The specimen consists of a three-dimensional one-storey full-scale RC frame with masonry infills. The RC frame is the same as the one of INMASPOL project, designed according to EC2 and EC8 (including capacity-design principles). It has plan dimensions of 3m x 3m and a total height of 3.3m.

The class of concrete is C30/37. The columns have a square section of 20cm x 20cm and are 2.7m high. They are reinforced with B450 steel rebars. The beams are embedded within the top slab, which is 30cm thick and is reinforced with welded meshes at the top and at the bottom. Differently from INMASPOL project, the slab has no hole at the centre, since access to inside the frame is possible viathe windows. The frames are constructed on a special foundation, with holes to attach them to the shake table and hooks for lifting it. The infill walls are made with Poroton hollow blocks (Fig. 2c) typically employed in construction practice for traditional infills. These will be provided as an in-kind contribution by the German ZIEGEL association of brick producers (UG member), which will also advise on the characteristics of the mortar joints between the blocks and on construction techniques. The interior side of the walls will be covered in plaster to check also the damage incurred by this.

The Type 1 joint system (Fig.3a) consists of the horizontal joints developed by TARRC (Type 1T in Fig. 2a,b) and of elastomeric joints at the interface between the panel and the frame’s columns (Type 1E in Fig. 2a,b). This system is a “compliant system” that aims to increase the flexibility of the panel as well as in controlling the interaction between the panel and the frame. Type 1T joints (Fig.3a) are made from a high-damping natural rubber (HDNR) compound having different stiffnesses along the three orthogonal directions, which is an essential requisite in order to achieve optimal behaviour in the in-plane and out-of-plane directions. Added pins enhance the strength of the bond between the rubber and the thick mortar layers connecting the joints to the blocks. Type 1E rubber layers (Fig. 3b), made with recycled rubber (provided by Regupol, UG member), have low compressive stiffness and high deformation capacity to avoid stress concentration along the column-infill interface. The Type 2 joints system (Fig.3c,d) is a “decoupling system” consisting of Regupol’s rubber strips that isolate the infill from the frame. Decoupling in the in-plane direction is achieved because rubber strips have low compressive stiffness and are highly deformable. The out-of-plane connection is provided with the arrangement of the rubber strips, having them divided in three parts, where two outer parts are connected to the infill wall and inner strips are glued to the frame (columns and top/bottom beam). Rubber strips are connected to the frame/wall using thin-layer mortar usually applied in practice.

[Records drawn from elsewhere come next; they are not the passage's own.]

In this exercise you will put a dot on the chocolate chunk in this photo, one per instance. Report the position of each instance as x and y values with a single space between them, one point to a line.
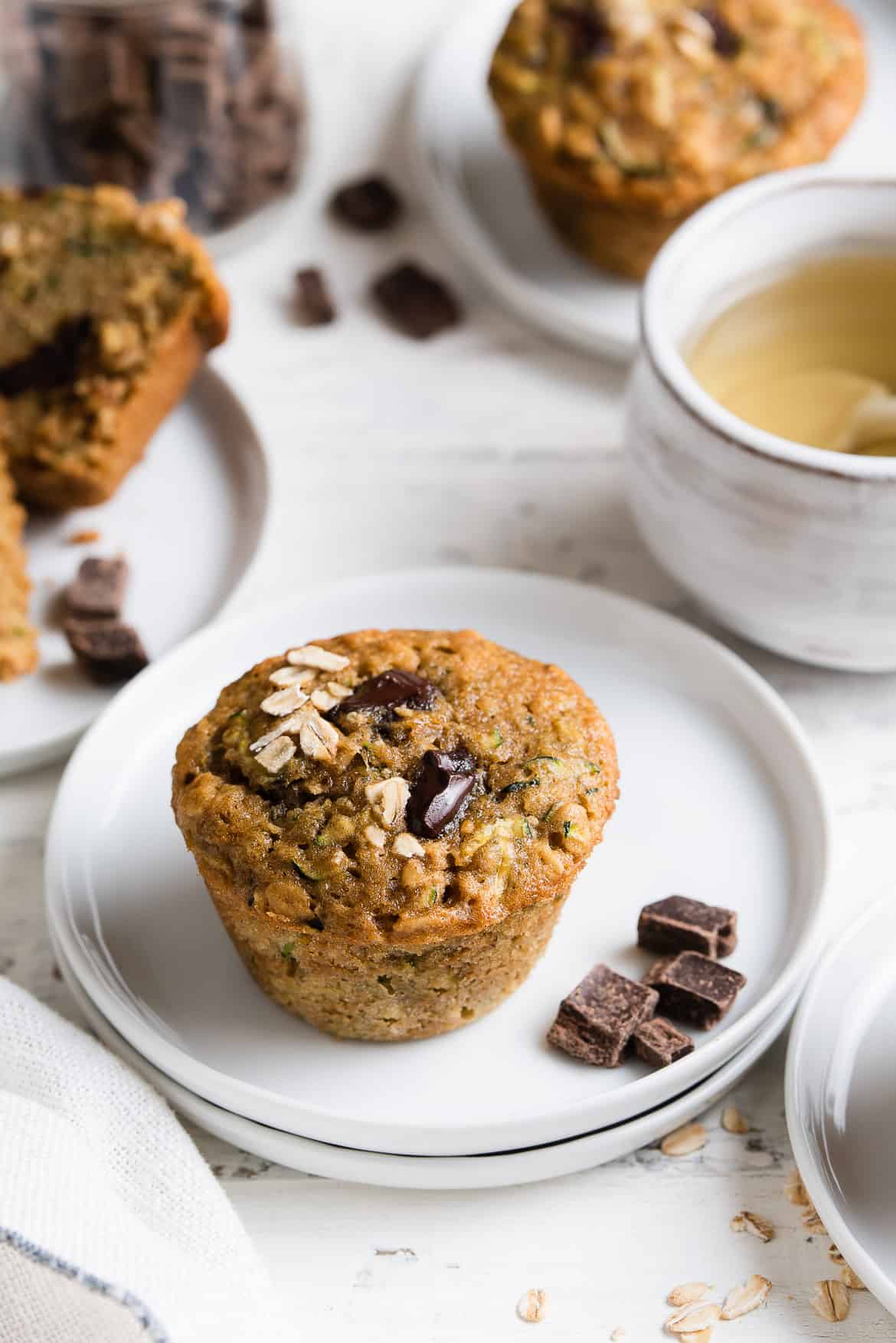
418 304
598 1018
388 690
108 650
53 364
443 785
659 1043
682 924
98 588
589 32
724 39
370 205
695 989
313 300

The prototype has two sides that are fully infilled and two sides with openings (see Fig.2a). They have horizontal Type 1T joints and Type 1E vertical joints between the infill and the columns. It has horizontal Type 2 joints around all four sides of the infill wall, between the infill and frame. A symmetric arrangement of the walls has been considered to avoid torsional effects, so that simplified modelling strategies, based on 2D models (e.g. [8]) can be employed for the preliminary analysis of the system and for interpreting the test results.